Wellershoffs Köln-Texte aus verschiedenen Jahrzehnten sind auch eine literarische Zeitreise. Er nimmt uns unter anderem mit in die vollkommen zerstörte Stadt nach dem Zweiten Weltkrieg. Und schreibt über das pulsierende Leben in den 1980er Jahren in seinem „Biotop“, der Kölner Südstadt. Manchmal kann er es selbst gar nicht glauben, dass er sich an ein und demselben Ort befindet, dass aus Trümmern und Elend neues Leben erwacht ist: „Die Stadt ist immer im Werden, immer im Wandel, und die Erinnerung kann sich nur mühsam dagegen behaupten“, schreibt er: „Aber auch wenn in absehbarer Zeit die letzten Baulücken, die noch an den Krieg erinnern, verschwunden sein werden, bleiben die Bilder unter den Bildern Hall- und Echoraum ihres gegenwärtigen Lebens.“
Einmal holt ihn die Vergangenheit bei einer Fahrradtour am Rhein ein: Das Dröhnen der Züge auf der Hohenzollernbrücke versetzt ihm wieder zurück in die Zeit der Fliegerangriffe, die Köln in Schutt und Asche legten. Es ist ein strahlender Frühlingstag, die Menschen sind unbekümmert, der Gegensatz könnte kaum größer sein: „Wahrscheinlich habe nur ich an meinem abseitigen Platz vernommen, wovon die Brücke gesungen hat.“
Dieter Wellershoff nimmt Dinge wahr, die andere Menschen nicht wahrnehmen. Nicht nur, weil er so ein genauer Beobachter ist. Sondern auch, weil er immer verschiedene Ebenen mitdenkt, die an der Oberfläche verborgen bleiben. Gerade in einer so alten Stadt wie Köln, wo Zeugnisse der Vergangenheit in fast jeder Baugrube auftauchen. „Ist die Stadt ein Film, der immer neue Bilder hervorbringt, immer neue Überblendungen?“, fragt er einmal. Und erweist sich nicht nur als Experte für das Vergangene, sondern auch für die Zukunft, wenn er schreibt: „Köln wird schöner werden, aber nie fertig. Ohne den realistischen Sinn fürs Provisorische wird man auch in den nächsten zehn Jahren nicht in dieser Stadt leben können.“ Sätze für die Ewigkeit.

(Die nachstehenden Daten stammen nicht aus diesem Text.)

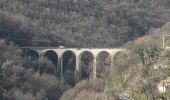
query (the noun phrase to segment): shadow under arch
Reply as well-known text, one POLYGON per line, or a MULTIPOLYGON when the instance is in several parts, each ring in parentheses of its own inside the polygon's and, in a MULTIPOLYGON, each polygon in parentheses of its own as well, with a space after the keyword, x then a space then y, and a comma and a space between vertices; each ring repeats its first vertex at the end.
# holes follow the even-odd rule
POLYGON ((114 54, 112 63, 118 72, 122 72, 129 67, 129 56, 125 51, 118 51, 114 54))
POLYGON ((76 84, 76 54, 71 50, 66 50, 61 55, 62 72, 65 82, 71 86, 76 84))
POLYGON ((49 61, 52 62, 52 64, 54 65, 54 70, 53 68, 51 69, 51 72, 54 71, 54 74, 57 76, 57 77, 60 77, 60 74, 61 74, 61 67, 58 66, 58 55, 55 51, 53 50, 48 50, 46 51, 43 56, 45 58, 47 58, 49 61))
POLYGON ((94 55, 90 51, 80 53, 80 79, 89 79, 93 77, 94 55))
POLYGON ((110 68, 111 55, 107 51, 101 51, 96 57, 96 76, 101 77, 104 72, 110 68))

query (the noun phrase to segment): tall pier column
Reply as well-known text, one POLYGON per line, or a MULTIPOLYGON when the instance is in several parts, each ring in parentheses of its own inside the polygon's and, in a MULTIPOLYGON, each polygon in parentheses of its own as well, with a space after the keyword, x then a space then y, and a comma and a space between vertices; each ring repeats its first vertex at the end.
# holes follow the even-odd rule
POLYGON ((96 78, 96 67, 97 67, 97 56, 94 55, 94 58, 93 58, 93 78, 96 78))
POLYGON ((58 54, 58 62, 57 62, 57 75, 60 76, 60 78, 63 78, 63 57, 62 57, 62 53, 57 53, 58 54))
POLYGON ((75 81, 78 82, 81 80, 81 69, 80 69, 80 54, 76 54, 76 68, 75 68, 75 81))

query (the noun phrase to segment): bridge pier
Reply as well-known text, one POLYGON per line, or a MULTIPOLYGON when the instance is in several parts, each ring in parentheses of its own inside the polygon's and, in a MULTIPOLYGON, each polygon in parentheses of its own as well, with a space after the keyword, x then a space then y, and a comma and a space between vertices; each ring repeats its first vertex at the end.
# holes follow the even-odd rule
POLYGON ((61 79, 63 79, 63 69, 64 69, 64 64, 63 64, 63 59, 64 59, 64 53, 67 51, 71 51, 75 54, 75 59, 76 59, 76 63, 75 63, 75 80, 76 81, 80 81, 81 80, 81 54, 83 52, 90 52, 93 55, 93 64, 92 64, 92 68, 93 68, 93 73, 92 73, 92 77, 96 78, 97 77, 97 57, 98 54, 102 51, 107 52, 111 58, 111 66, 113 66, 113 60, 114 60, 114 56, 117 52, 119 51, 125 51, 124 49, 110 49, 110 48, 41 48, 41 49, 35 49, 33 48, 34 51, 36 51, 39 54, 39 57, 41 57, 42 55, 44 55, 46 52, 48 51, 54 51, 56 53, 56 55, 58 56, 58 61, 56 64, 56 68, 55 68, 55 74, 56 76, 59 76, 61 79))

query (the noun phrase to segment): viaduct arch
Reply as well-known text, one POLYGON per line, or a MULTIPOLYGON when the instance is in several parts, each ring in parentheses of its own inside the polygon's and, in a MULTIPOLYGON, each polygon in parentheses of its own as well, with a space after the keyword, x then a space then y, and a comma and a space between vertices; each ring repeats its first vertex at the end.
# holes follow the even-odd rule
POLYGON ((45 56, 51 60, 55 68, 55 73, 57 76, 62 78, 64 71, 64 55, 67 52, 71 52, 75 57, 75 79, 77 81, 81 80, 81 57, 84 52, 89 52, 92 54, 92 77, 96 78, 97 73, 97 58, 101 53, 106 53, 110 58, 110 64, 113 65, 114 58, 118 53, 124 52, 127 54, 127 50, 123 48, 48 48, 48 47, 21 47, 29 48, 31 51, 34 51, 33 54, 38 54, 38 57, 45 56))

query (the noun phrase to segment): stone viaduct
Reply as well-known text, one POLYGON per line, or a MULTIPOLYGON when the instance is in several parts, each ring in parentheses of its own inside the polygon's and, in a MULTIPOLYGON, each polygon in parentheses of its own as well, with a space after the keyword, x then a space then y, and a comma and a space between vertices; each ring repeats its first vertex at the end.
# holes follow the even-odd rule
POLYGON ((75 64, 75 77, 76 79, 80 79, 80 63, 81 63, 81 56, 84 52, 89 52, 92 54, 93 56, 93 64, 92 64, 92 68, 93 68, 93 78, 96 78, 96 69, 97 69, 97 57, 100 53, 102 52, 106 52, 109 57, 111 58, 111 64, 113 64, 113 60, 114 60, 114 56, 116 54, 118 54, 119 52, 123 52, 127 54, 127 50, 123 49, 123 48, 64 48, 64 47, 21 47, 21 48, 25 48, 25 49, 30 49, 32 51, 34 51, 35 53, 37 53, 37 55, 40 56, 44 56, 47 54, 53 54, 54 56, 57 56, 57 64, 56 66, 58 66, 57 73, 60 73, 60 76, 63 75, 63 55, 66 52, 72 52, 75 55, 75 59, 76 59, 76 64, 75 64))

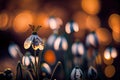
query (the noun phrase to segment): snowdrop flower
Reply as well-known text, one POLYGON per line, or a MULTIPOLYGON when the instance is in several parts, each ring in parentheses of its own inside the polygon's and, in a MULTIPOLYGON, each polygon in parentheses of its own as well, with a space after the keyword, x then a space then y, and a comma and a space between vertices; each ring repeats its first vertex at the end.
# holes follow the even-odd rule
POLYGON ((40 28, 40 26, 38 26, 37 28, 35 28, 33 25, 30 25, 30 27, 33 30, 33 33, 31 36, 29 36, 25 42, 24 42, 24 48, 25 49, 29 49, 30 46, 32 45, 32 48, 34 50, 43 50, 44 49, 44 43, 43 40, 37 35, 37 31, 40 28))
POLYGON ((81 80, 83 77, 83 72, 79 67, 73 68, 71 72, 71 80, 81 80))
POLYGON ((93 66, 88 69, 88 77, 93 80, 97 78, 97 70, 93 66))

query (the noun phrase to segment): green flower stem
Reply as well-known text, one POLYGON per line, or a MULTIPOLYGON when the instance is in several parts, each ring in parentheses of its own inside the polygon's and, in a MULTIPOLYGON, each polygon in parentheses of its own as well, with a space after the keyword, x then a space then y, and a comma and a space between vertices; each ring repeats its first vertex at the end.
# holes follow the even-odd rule
POLYGON ((57 67, 58 67, 60 64, 62 64, 62 63, 61 63, 60 61, 58 61, 57 64, 56 64, 56 66, 55 66, 55 68, 53 69, 53 72, 52 72, 52 74, 51 74, 50 80, 52 80, 52 77, 53 77, 53 75, 54 75, 54 73, 55 73, 57 67))
POLYGON ((37 65, 37 58, 36 58, 36 50, 34 50, 34 56, 35 56, 35 74, 36 74, 36 78, 38 79, 38 65, 37 65))

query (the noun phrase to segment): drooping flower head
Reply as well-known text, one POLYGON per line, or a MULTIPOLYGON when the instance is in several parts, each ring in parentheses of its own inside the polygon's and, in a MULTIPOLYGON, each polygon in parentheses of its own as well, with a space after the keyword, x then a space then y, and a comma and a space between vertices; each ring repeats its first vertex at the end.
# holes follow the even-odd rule
POLYGON ((32 45, 32 48, 34 50, 43 50, 44 49, 44 43, 43 40, 38 36, 37 31, 41 26, 35 27, 34 25, 29 25, 32 29, 32 35, 30 35, 24 42, 24 48, 29 49, 32 45))

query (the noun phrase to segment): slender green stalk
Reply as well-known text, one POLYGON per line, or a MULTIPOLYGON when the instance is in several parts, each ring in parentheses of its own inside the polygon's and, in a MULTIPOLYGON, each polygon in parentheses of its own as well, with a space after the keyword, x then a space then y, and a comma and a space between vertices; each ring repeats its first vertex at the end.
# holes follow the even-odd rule
POLYGON ((53 72, 52 72, 52 75, 51 75, 50 80, 52 80, 52 77, 53 77, 53 75, 54 75, 54 73, 55 73, 55 71, 56 71, 57 67, 58 67, 60 64, 61 64, 61 62, 60 62, 60 61, 58 61, 58 62, 57 62, 57 64, 56 64, 56 66, 55 66, 55 68, 53 69, 53 72))
POLYGON ((35 56, 35 74, 36 74, 36 78, 38 79, 38 65, 37 65, 37 58, 36 58, 37 57, 36 50, 34 50, 34 56, 35 56))

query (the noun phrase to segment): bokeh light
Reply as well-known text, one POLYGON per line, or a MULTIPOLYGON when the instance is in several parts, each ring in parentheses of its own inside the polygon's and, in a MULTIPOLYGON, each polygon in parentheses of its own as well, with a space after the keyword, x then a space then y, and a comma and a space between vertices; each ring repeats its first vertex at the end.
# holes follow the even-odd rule
POLYGON ((31 61, 33 64, 35 64, 35 58, 32 56, 32 55, 25 55, 22 57, 22 64, 25 65, 25 66, 29 66, 31 64, 31 61))
POLYGON ((120 31, 119 32, 112 32, 113 39, 116 43, 120 43, 120 31))
POLYGON ((65 25, 65 31, 67 34, 70 34, 72 32, 78 32, 79 26, 76 22, 70 21, 65 25))
POLYGON ((78 43, 78 42, 73 43, 71 50, 72 50, 73 55, 82 56, 85 53, 84 45, 82 43, 78 43))
POLYGON ((116 50, 116 48, 112 48, 112 50, 111 50, 111 57, 112 58, 116 58, 117 57, 117 50, 116 50))
POLYGON ((78 23, 80 29, 86 29, 86 19, 88 14, 83 11, 78 11, 73 15, 73 20, 78 23))
POLYGON ((100 19, 97 16, 89 15, 86 19, 86 28, 89 31, 95 31, 101 26, 100 19))
POLYGON ((104 52, 104 58, 105 59, 111 59, 111 54, 110 54, 110 51, 109 49, 106 49, 105 52, 104 52))
POLYGON ((13 29, 17 33, 26 32, 29 29, 28 24, 33 24, 33 15, 30 11, 18 13, 13 21, 13 29))
POLYGON ((47 28, 48 27, 48 15, 47 13, 45 12, 39 12, 38 14, 36 14, 36 17, 34 19, 34 24, 37 26, 37 25, 40 25, 44 28, 47 28))
POLYGON ((100 11, 100 0, 82 0, 82 9, 88 14, 98 14, 100 11))
POLYGON ((109 45, 112 41, 111 33, 106 28, 98 28, 96 30, 96 35, 100 45, 109 45))
POLYGON ((68 43, 67 43, 66 38, 64 38, 63 36, 57 37, 54 43, 54 49, 55 50, 67 50, 68 43))
POLYGON ((0 13, 0 30, 8 29, 7 24, 9 21, 9 16, 6 12, 0 13))
POLYGON ((19 47, 16 44, 10 44, 8 47, 8 51, 9 54, 13 57, 13 58, 17 58, 18 57, 18 51, 19 51, 19 47))
POLYGON ((41 68, 42 68, 43 71, 51 74, 51 68, 50 68, 50 66, 47 63, 43 63, 41 68))
POLYGON ((98 46, 98 38, 96 36, 96 33, 90 33, 86 37, 86 46, 90 47, 97 47, 98 46))
POLYGON ((57 38, 57 34, 50 35, 47 40, 48 46, 52 47, 56 38, 57 38))
POLYGON ((107 66, 105 68, 105 71, 104 71, 105 76, 108 77, 108 78, 113 77, 115 75, 115 72, 116 72, 116 70, 115 70, 115 67, 113 65, 107 66))
POLYGON ((55 56, 54 51, 52 51, 52 50, 47 50, 47 51, 44 53, 44 60, 45 60, 48 64, 53 65, 53 64, 56 62, 56 56, 55 56))
POLYGON ((108 19, 108 24, 113 31, 120 32, 120 15, 116 13, 111 14, 108 19))

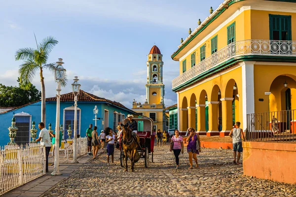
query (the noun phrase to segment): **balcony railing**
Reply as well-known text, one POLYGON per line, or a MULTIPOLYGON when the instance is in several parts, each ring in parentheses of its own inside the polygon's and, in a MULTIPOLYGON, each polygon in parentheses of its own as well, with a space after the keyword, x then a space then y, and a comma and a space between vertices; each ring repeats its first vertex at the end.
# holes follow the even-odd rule
POLYGON ((248 141, 296 142, 296 110, 247 115, 248 141))
POLYGON ((173 80, 173 89, 231 58, 240 56, 296 57, 296 41, 244 40, 234 42, 173 80))

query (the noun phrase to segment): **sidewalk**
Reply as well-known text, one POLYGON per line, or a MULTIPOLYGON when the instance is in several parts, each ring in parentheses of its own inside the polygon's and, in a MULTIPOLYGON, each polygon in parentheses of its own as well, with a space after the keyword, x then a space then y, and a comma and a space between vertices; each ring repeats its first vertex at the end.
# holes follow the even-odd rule
MULTIPOLYGON (((98 154, 105 150, 99 150, 98 154)), ((67 158, 60 158, 60 171, 61 175, 51 176, 50 173, 53 171, 53 166, 50 166, 50 160, 49 159, 48 170, 49 172, 44 176, 34 180, 25 185, 16 188, 7 193, 3 197, 39 197, 45 193, 47 190, 58 184, 60 182, 69 177, 70 174, 78 169, 80 166, 88 162, 92 156, 84 155, 77 158, 78 164, 66 163, 67 158)), ((72 160, 71 158, 69 162, 72 160)))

Das Gestern und die Gegenwart, das Sichtbare und das Verborgene, das Gewichtige und das Alltägliche – all das sind bei ihm keine Gegensätze. Wie alles mit allem verbunden ist, das fühlen die Leser und Leserinnen seiner Texte. Das gilt übrigens auch für das Innen und das Außen: So sehr der Autor es liebte, seine Umgebung und die Menschen darin zu erkunden, so sehr liebte er auch die Abgeschiedenheit seines Arbeitszimmers „Natürlich gibt es das Draußen. Es wartet. Es umgibt mich. Aber ich habe es zum Rand meiner Welt gemacht. Es ist zwei Uhr nachts. Ich sitze an der Schreibmaschine.“ Man muss kein Wellershoff-Fan sein, um an dem Köln-Buch Spaß zu haben. Aber man ist wahrscheinlich einer, nachdem man es gelesen hat.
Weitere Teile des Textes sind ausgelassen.